Cómo celebrar el amor cuidando tu salud:
Este próximo 14 de febrero es una oportunidad para reconocer el valor de las relaciones humanas desde una perspectiva de salud. No solo se trata de gestos románticos, sino de cultivar vínculos que favorezcan nuestro bienestar emocional y físico. Algunos consejos prácticos y saludables incluyen:
· Expresar afecto con gestos que promuevan conexión y calma, como abrazos prolongados, que liberan oxitocina y reducen el estrés físico.
· Compartir experiencias saludables, como una caminata al aire libre, una comida equilibrada o una actividad recreativa que fortalezca lazos y active sistemas neuroquímicos positivos.

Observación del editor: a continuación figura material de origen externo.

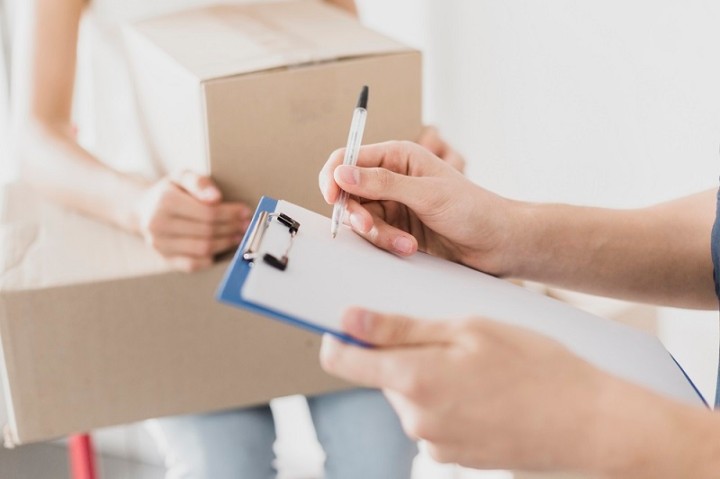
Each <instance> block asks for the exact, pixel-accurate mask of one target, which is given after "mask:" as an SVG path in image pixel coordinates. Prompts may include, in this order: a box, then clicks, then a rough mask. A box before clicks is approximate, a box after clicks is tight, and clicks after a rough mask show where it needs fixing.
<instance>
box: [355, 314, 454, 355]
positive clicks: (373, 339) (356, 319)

· Cuidar el consumo de alimentos azucarados o excesivos en celebraciones, pues aunque los chocolates y dulces son habituales en estas fechas, su ingesta elevada puede afectar negativamente el metabolismo y el corazón.
· Recordar que la amistad y el amor propio también importan: conexiones con amigos, familiares o incluso práctica de autocuidado emocional tienen efectos positivos medibles en la salud global.
Reflexión final:
El corazón literal y el corazón simbólico. En este Día del Amor y la Amistad, vale la pena reflexionar sobre cómo nuestras emociones influyen en nuestro organismo de formas que van más allá de lo metáforico. El amor en sus muchas expresiones desencadena respuestas neuroquímicas y fisiológicas reales que afectan nuestro bienestar físico y mental. Así como cuidamos nuestra salud cardiovascular con ejercicio y alimentación adecuada, es igualmente importante cuidar nuestros vínculos afectivos y emocionales, pues estos tienen un impacto profundo en cómo vivimos, sentimos y envejecemos. Celebrar el amor no es solo intercambiar regalos en un día señalado, sino cultivar relaciones saludables que favorezcan nuestra salud integral todos los días del año. Cuando el amor es fuente de bienestar, también se convierte en un motor para una vida más saludable, plena y resiliente.